Les proches des disparus de Lac-Mégantic devront trouver de grandes ressources en eux pour pouvoir faire leur deuil, car les délais requis par les enquêtes qui s'amorcent freineront ce processus naturel.

Vendredi encore, ils faisaient partie de leur vie. Depuis, c'est comme s'ils s'étaient volatilisés. Dans la très grande majorité, voire la totalité des cas, l'identification visuelle des victimes sera impossible, confirme le Bureau du coroner.

Voir l'être aimé une dernière fois et prendre ainsi contact avec la réalité de sa disparition est un moment difficile, mais indispensable pour beaucoup de gens. Ce n'est pas pour rien qu'on expose les défunts. De cette étape, déjà, les survivants de Lac-Mégantic doivent faire leur deuil. Au lieu de cela, on leur demande des fiches dentaires, des brosses à dents ou d'autres sources d'ADN qui aideraient à l'identification. Le conditionnel n'est pas innocent: il possible qu'on ne retrouve aucune trace de certaines des personnes manquant à l'appel.

Le Bureau du coroner ne veut pas donner d'échéancier, mais vu la complexité de la tâche, il mettra du temps à fournir toutes les réponses. On nous dit que pour l'instant, les ressources internes suffisent. La tragédie, toutefois, génère un volume de cas exceptionnel. Les autorités parlaient hier de 50 personnes, une dizaine de plus que la veille. Les politiciens ont été nombreux à se précipiter au chevet de Lac-Mégantic. Ils doivent maintenant s'assurer que les coroners aient toutes les ressources dont ils ont besoin pour procéder aussi rapidement que possible.
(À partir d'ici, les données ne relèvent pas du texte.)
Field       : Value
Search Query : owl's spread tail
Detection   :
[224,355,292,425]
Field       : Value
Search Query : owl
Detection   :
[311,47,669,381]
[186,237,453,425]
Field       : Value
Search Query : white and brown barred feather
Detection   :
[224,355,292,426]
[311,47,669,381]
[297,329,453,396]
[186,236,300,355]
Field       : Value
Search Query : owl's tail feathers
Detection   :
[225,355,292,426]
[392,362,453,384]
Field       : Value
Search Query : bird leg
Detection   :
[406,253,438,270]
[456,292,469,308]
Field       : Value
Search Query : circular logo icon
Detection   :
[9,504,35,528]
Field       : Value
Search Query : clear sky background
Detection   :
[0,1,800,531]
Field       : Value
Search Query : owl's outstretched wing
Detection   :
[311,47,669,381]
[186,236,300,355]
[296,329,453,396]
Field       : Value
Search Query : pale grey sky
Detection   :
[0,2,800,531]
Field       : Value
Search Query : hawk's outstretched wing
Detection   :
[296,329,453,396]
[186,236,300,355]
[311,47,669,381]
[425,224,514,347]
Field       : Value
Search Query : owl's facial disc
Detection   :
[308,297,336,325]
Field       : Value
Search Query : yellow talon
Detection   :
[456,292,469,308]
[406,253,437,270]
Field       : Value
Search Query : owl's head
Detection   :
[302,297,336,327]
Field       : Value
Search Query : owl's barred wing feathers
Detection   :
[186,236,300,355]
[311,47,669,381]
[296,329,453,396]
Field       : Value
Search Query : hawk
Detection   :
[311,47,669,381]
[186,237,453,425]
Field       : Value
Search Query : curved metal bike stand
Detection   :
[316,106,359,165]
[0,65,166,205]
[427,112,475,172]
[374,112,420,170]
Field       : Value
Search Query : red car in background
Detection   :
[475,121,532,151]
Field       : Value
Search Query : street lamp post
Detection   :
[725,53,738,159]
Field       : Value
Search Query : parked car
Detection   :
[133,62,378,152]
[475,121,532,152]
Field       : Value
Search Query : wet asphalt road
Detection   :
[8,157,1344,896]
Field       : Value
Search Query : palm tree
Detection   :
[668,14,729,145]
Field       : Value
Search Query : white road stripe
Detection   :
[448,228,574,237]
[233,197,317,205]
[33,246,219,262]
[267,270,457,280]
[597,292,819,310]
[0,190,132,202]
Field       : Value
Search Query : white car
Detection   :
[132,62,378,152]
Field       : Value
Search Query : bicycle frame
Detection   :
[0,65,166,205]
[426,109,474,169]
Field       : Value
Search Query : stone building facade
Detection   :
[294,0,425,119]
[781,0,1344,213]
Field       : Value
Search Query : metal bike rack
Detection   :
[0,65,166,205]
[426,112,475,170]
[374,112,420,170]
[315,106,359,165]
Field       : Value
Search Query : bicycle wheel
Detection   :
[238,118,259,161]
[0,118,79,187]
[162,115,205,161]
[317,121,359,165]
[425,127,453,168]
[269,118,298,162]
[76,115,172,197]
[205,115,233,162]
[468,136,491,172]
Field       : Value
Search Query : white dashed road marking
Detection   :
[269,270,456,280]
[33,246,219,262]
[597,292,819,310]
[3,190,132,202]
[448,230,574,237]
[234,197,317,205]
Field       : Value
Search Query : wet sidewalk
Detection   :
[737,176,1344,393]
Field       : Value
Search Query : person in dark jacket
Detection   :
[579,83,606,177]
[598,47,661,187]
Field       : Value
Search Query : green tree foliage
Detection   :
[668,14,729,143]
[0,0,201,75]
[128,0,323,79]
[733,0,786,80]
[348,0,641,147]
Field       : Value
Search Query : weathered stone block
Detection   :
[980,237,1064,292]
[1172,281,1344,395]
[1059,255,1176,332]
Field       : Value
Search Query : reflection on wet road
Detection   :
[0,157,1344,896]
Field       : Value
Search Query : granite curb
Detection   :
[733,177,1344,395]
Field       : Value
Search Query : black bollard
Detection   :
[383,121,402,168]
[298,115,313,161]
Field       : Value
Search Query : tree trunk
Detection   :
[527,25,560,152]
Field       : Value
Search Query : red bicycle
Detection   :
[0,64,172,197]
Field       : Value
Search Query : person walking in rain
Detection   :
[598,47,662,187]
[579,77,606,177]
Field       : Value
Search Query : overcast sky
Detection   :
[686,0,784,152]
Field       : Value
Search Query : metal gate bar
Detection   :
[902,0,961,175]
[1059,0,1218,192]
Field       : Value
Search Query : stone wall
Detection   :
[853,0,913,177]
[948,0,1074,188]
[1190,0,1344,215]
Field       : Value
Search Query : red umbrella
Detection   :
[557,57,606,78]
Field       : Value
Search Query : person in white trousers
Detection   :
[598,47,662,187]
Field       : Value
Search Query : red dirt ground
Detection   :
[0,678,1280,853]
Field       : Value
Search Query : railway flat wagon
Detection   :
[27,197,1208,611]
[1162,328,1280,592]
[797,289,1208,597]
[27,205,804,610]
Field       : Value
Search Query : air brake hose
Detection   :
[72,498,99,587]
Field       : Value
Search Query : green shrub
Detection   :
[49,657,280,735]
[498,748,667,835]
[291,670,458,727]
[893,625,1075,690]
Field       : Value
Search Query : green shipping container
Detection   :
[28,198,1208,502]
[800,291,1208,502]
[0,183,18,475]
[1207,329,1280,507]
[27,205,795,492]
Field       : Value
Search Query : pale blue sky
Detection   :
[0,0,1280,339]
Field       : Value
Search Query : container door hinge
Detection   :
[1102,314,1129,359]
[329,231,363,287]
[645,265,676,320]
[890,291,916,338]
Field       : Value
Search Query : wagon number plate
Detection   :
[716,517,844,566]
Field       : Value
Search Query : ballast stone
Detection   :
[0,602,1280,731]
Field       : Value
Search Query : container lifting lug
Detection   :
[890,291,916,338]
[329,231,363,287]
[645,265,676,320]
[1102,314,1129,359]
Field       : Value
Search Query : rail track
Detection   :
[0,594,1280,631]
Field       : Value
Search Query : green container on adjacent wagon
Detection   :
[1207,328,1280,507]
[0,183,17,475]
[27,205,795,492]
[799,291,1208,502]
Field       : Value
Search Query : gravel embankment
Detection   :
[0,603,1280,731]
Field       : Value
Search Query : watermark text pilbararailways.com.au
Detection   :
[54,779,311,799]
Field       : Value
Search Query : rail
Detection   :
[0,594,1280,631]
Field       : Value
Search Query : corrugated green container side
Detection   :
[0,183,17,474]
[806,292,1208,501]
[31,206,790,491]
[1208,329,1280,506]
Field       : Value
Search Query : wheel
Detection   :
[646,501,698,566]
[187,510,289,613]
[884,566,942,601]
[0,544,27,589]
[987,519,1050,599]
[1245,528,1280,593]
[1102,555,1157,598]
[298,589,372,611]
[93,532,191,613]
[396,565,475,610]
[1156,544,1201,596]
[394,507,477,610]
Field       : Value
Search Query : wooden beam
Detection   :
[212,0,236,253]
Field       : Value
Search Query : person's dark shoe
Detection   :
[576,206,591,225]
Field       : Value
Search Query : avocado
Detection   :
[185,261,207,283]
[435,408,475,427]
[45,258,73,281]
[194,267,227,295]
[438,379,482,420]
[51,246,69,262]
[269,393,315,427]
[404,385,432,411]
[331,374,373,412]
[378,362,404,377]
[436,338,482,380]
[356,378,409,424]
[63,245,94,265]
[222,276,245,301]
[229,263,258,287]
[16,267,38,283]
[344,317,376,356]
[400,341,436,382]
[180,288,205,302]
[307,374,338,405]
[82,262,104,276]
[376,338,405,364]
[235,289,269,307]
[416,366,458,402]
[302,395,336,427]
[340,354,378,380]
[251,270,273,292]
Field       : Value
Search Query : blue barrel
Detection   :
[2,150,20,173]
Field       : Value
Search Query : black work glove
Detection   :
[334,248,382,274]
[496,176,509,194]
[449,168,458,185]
L'attente se prolongera cependant sur un autre front, celui de la recherche des causes du sinistre. Devant une catastrophe naturelle, on finit par se faire une raison et accepter l'expression de forces plus grandes que soi. Rien de tel ici, puisque tout porte à croire que des facteurs humains sont en cause. Tant que les circonstances ne seront pas éclaircies, les proches pourront difficilement être en paix.

Ils devront se montrer patients, car une enquête comme celle du Bureau de la sécurité des transports (BST) prend beaucoup de temps. Les rapports sur les accidents ferroviaires sortent généralement plus d'un an après les faits. Et la visibilité de l'épisode n'accélère en rien le processus, au contraire. Le déraillement qui a provoqué un déversement de près de 900 000 litres de mazout et d'huile près du Lac Wabamun, en Alberta, a fait scandale en 2005. Pourtant, le BSP a mis plus de deux ans à publier son rapport.

Le travail de reconstruction matérielle et morale qui attend les quelque 6000 habitants de Lac-Mégantic est gigantesque. Espérons que tous ceux qui manifestent aujourd'hui leur soutien montreront autant d'empressement à les aider quand les caméras seront reparties.